Non-profit Earthjustice filed a lawsuit on behalf of groups such as the Center for Biological Diversity and the Sierra Club in a federal court in northern California on Wednesday.

"Nothing in these new rules helps wildlife, period," said Kristen Boyles, an Earthjustice attorney. "We’re going to court to set things right."

Boyles said the regulatory changes were intended to make protection and recovery of threatened and endangered specials "harder and less predictable."

The changes announced August 12 eliminate a rule that automatically extends the same protections to threatened species as to endangered species.

They also would allow information to be gathered about economic impacts, although ostensibly not used in making listing determinations, which is barred by law.

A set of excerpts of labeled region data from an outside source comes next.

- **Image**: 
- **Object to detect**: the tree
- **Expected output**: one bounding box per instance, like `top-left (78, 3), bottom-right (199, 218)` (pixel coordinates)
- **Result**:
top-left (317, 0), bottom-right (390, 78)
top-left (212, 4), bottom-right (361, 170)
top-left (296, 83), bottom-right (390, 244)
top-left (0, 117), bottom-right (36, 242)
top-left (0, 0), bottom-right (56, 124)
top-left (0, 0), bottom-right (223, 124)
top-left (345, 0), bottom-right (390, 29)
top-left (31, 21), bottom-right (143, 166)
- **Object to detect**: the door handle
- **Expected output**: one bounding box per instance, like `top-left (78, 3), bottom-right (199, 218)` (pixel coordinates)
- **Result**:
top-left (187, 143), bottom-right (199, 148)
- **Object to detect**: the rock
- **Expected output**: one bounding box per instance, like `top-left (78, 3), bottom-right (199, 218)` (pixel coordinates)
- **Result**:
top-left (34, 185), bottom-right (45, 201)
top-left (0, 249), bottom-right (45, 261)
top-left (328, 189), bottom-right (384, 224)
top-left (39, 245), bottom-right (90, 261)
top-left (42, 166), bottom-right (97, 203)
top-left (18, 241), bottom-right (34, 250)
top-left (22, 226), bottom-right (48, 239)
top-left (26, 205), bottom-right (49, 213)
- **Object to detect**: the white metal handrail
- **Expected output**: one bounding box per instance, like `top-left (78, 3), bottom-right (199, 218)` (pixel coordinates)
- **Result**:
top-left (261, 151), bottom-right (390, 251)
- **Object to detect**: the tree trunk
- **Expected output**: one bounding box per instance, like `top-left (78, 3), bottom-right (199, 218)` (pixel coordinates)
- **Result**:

The lawsuit argues that administration officials failed to publicly disclose and analyze the harms and impacts of the changes, in violation of the National Environmental Policy Act, and that they inserted new changes that were never made public or subject to public comment.

The third charge was that the administration violated the language and purpose of the act by changing requirements to comply with a section that requires federal agencies to not carry out actions that jeopardize listed species or harm their designated habitats

The group also announced a 60-day notice of intent to sue over the decision to add the provision on gathering information about the economic impact of listing a species.

In announcing the new rules, Interior Secretary David Bernhardt defended the changes as "improvements" that would ensure resources went to where they were needed most.

Democratic politicians including presidential candidate Joe Biden joined environmental and animal groups in their condemnation.